Les négociations devront en tout état de cause être faites en lien avec les cellules valorisation et chargées de la propriété intellectuelle des établissements concernés.

Gestion interne

Financements complémentaires : doit-on informer la CE de soutiens financiers qui visent des tâches complémentaires à un projet et donc non initialement énoncées au démarrage du projet ?

Les bénéficiaires doivent informer la CE de tout financement extérieur spécifiquement attribué pour la réalisation des tâches du projet. Si le bénéficiaire peut prouver que ce financement encadre la réalisation d’autres tâches que celles du projet H2020, ou qu’il permet de prendre en charge d’autres dépenses que celles chargées sur le projet H2020 (ex : compensation au patient), il n’est pas tenu d’en informer son PO. En cas de doute, le PO est compétent pour trancher.
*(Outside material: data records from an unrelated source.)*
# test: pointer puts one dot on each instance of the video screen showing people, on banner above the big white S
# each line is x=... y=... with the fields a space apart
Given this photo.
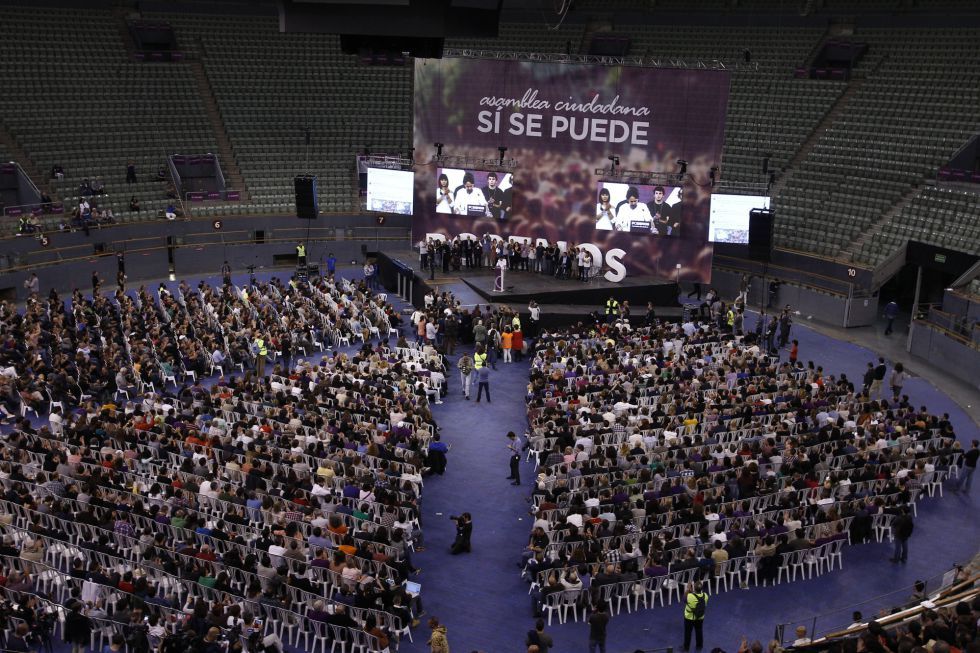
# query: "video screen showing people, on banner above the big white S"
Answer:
x=639 y=209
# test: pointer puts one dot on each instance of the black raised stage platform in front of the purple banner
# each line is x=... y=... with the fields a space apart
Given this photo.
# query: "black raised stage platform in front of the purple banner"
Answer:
x=521 y=287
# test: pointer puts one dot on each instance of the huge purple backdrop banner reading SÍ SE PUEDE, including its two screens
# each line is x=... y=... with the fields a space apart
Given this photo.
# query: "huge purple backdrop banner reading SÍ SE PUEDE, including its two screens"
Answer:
x=559 y=123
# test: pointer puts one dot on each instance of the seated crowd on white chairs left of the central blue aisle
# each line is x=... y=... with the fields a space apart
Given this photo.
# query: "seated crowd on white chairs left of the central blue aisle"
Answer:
x=269 y=508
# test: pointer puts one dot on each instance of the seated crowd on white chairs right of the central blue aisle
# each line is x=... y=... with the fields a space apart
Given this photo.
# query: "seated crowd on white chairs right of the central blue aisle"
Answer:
x=680 y=452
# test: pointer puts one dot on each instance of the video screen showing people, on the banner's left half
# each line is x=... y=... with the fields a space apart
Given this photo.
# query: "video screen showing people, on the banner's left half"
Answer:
x=474 y=193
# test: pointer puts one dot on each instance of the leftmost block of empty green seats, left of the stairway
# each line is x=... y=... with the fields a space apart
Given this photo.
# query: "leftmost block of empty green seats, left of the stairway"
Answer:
x=72 y=97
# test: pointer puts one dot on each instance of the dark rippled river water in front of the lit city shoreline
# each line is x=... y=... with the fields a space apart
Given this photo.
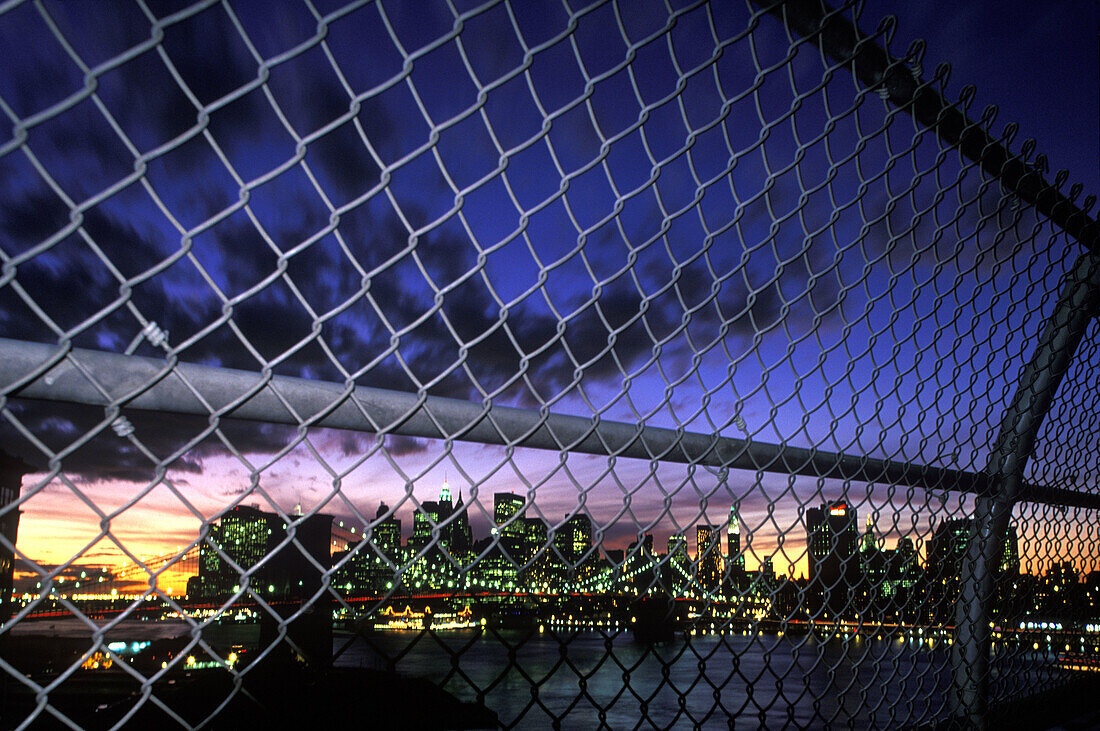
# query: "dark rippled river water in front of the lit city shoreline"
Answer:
x=708 y=681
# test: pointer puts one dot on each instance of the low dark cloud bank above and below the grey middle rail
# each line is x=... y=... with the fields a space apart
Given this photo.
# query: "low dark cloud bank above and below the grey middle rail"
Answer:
x=324 y=278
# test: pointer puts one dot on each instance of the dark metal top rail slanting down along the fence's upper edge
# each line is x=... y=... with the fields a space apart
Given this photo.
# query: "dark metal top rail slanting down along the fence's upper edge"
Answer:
x=874 y=68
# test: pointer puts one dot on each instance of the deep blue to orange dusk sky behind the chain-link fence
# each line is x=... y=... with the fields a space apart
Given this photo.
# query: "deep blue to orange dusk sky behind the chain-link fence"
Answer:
x=325 y=215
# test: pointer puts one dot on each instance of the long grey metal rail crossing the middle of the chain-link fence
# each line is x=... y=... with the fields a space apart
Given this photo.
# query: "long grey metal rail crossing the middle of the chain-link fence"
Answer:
x=158 y=385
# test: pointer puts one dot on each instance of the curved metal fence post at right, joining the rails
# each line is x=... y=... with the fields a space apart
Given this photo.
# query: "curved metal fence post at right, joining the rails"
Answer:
x=1039 y=383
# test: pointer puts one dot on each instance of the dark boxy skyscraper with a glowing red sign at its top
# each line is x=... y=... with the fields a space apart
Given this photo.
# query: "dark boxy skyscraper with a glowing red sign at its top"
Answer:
x=832 y=542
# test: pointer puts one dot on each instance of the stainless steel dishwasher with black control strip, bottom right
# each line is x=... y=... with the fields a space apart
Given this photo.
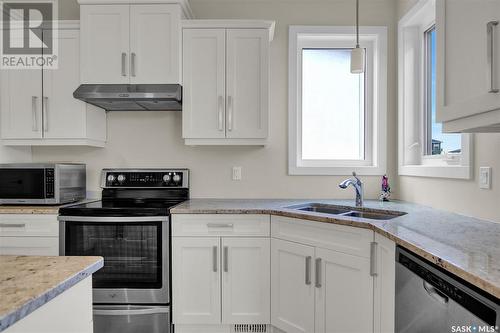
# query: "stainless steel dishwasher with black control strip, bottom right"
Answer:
x=431 y=300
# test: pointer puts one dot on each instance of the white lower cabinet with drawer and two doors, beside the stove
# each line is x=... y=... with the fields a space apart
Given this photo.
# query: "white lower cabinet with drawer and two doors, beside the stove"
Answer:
x=221 y=270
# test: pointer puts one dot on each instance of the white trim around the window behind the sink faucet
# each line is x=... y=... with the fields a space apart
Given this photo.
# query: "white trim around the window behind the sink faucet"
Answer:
x=375 y=40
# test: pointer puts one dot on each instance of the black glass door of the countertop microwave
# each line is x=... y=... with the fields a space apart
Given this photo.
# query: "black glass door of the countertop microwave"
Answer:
x=22 y=183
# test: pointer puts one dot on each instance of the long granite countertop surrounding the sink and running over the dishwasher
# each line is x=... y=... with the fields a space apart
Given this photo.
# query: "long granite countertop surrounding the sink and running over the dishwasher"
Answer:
x=465 y=246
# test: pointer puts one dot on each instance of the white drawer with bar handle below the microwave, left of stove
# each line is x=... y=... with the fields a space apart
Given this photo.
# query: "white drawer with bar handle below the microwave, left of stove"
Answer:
x=27 y=225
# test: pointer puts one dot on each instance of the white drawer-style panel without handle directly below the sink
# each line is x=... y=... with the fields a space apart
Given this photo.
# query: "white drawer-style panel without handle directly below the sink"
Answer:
x=350 y=240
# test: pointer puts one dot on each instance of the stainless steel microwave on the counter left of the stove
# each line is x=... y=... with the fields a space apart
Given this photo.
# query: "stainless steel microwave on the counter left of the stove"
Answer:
x=42 y=183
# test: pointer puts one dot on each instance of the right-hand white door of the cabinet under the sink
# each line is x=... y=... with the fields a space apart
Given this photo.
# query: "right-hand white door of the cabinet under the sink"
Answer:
x=344 y=293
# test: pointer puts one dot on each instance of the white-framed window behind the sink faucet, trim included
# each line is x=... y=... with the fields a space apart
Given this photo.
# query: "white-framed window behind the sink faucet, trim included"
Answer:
x=336 y=118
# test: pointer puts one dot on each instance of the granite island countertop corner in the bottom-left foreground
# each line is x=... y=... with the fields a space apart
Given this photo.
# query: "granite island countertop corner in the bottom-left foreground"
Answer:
x=28 y=282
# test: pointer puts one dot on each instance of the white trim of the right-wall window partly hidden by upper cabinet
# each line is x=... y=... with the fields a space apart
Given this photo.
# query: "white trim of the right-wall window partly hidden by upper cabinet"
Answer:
x=411 y=133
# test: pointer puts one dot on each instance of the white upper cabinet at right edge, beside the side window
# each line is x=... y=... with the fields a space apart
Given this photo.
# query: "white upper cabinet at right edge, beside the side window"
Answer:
x=468 y=62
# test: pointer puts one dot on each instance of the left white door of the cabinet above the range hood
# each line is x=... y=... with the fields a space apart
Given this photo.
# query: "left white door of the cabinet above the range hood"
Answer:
x=104 y=43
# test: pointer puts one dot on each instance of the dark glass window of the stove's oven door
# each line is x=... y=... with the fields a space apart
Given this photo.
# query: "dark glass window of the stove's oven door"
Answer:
x=132 y=251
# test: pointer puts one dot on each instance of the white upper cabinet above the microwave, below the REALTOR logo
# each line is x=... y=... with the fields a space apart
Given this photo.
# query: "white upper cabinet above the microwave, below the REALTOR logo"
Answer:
x=38 y=107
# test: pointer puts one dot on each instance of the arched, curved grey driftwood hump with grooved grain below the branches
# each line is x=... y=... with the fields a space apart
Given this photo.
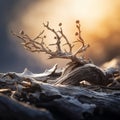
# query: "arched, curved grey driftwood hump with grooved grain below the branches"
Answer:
x=88 y=72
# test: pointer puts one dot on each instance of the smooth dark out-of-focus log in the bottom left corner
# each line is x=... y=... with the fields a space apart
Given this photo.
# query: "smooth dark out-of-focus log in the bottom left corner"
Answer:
x=13 y=110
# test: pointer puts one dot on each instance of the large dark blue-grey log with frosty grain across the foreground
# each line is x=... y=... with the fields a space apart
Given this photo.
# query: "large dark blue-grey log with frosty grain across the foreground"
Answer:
x=68 y=103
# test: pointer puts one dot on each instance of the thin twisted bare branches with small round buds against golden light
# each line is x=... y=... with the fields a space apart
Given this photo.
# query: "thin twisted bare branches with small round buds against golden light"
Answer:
x=33 y=45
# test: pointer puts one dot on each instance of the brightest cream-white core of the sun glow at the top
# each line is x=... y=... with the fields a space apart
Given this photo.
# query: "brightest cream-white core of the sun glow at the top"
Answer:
x=90 y=12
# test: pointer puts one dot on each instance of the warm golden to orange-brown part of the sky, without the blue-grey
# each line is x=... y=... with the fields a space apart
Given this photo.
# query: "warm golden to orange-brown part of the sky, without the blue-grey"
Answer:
x=100 y=23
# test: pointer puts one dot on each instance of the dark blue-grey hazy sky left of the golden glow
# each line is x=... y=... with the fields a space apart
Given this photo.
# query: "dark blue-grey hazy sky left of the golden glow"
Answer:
x=11 y=59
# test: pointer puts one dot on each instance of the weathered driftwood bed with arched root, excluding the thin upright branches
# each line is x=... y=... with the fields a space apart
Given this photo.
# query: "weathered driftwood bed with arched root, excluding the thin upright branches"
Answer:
x=30 y=96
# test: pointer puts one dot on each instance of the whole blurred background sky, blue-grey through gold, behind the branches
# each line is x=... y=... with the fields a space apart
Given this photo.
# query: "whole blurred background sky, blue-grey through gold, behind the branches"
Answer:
x=100 y=26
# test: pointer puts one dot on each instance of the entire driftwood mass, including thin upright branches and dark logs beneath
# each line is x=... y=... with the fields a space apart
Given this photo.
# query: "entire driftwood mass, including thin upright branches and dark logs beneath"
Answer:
x=60 y=93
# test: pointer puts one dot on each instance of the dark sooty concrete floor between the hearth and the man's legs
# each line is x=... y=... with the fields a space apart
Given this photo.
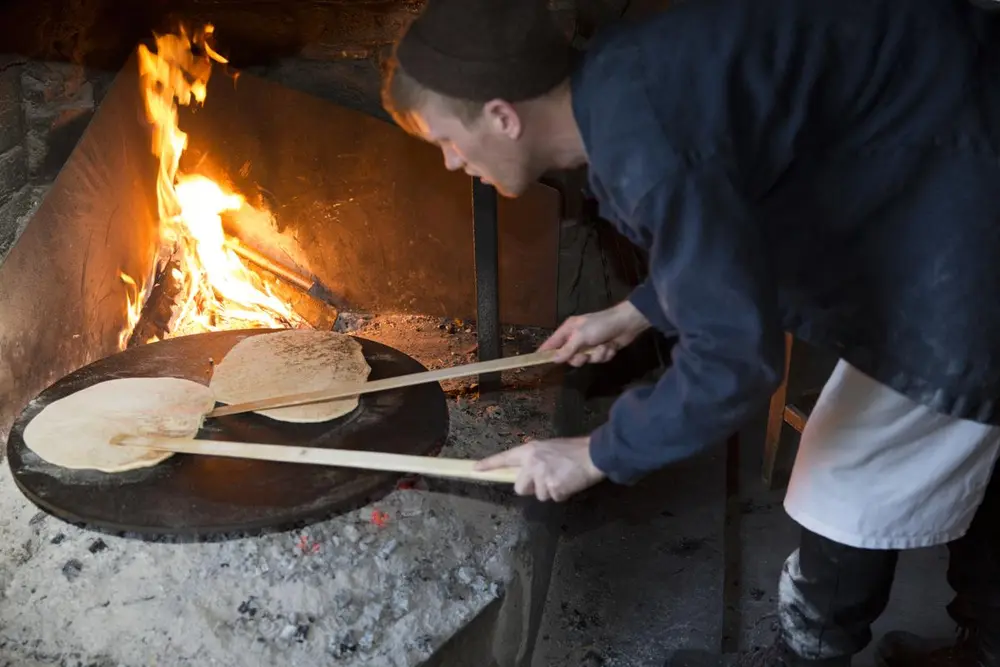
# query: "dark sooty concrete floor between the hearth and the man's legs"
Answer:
x=642 y=572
Pour une bonne gestion d’un projet européen, il sera toujours préférable d’informer le Project Officer de toute action autour du projet. Si dans le cours du projet, des soutiens financiers se proposent de prendre en charge des tâches « annexes », il faudra précisément circonscrire ces tâches et garder des éléments de preuves permettant de démontrer que ce ne sont pas des tâches du projet telles que celles décrites dans l’annexe technique (DOA).

En cas d’audit, il faudra présenter ces éléments de preuves afin d’éviter que ces soutiens complémentaires ne soient requalifiés en « recettes au projet ».

Pour les actions Marie Sklodowska Curie, les établissements hospitaliers  rencontrent des difficultés pour établir des contrats de travail qui ne suivent pas les règles habituelles en vigueur dans l’établissement.

Pour les Actions Marie Sklodowska Curie (MSCA) le montant du coût unitaire « pour le chercheur recruté » doit avoir été intégralement encouru pour le chercheur dans la période. Si l’employeur ne souhaite pas dépasser ses grilles, c’est son droit, mais il doit dans ce cas renoncer à participer aux projets MSCA. Pour plus de détails sur comment les établissements publics versent ces émoluments, se rapprocher du PCN MSCA.

Les établissements publics de santé ont en effet des difficultés à mettre en œuvre les projets MSCA et spécifiquement l’élaboration des contrats de travail des chercheurs en raison de la grille imposée par l’UE. L’allocation de mobilité, qui est due au doctorant, est difficile à verser car elle n’est pas prévue dans les logiciels de gestion des paies.

Lorsqu’un personnel est payé « directement » par l’UG (UF, UIC) du projet européen, le montant du salaire correspondant doit-il coïncider avec le volume horaire et donc les coûts déclarés sur le reporting ?

Les coûts éligibles de personnel déclarés doivent avoir été encourus par le bénéficiaire (en tant que personne morale), quelle que soit l’unité qui gère le projet.

Si un personnel est recruté spécifiquement pour un projet européen, et payé directement sur l’UF du projet, il paraît cohérent que le montant de salaire correspondant à ses heures totales déclarées corresponde au cout de sa rémunération.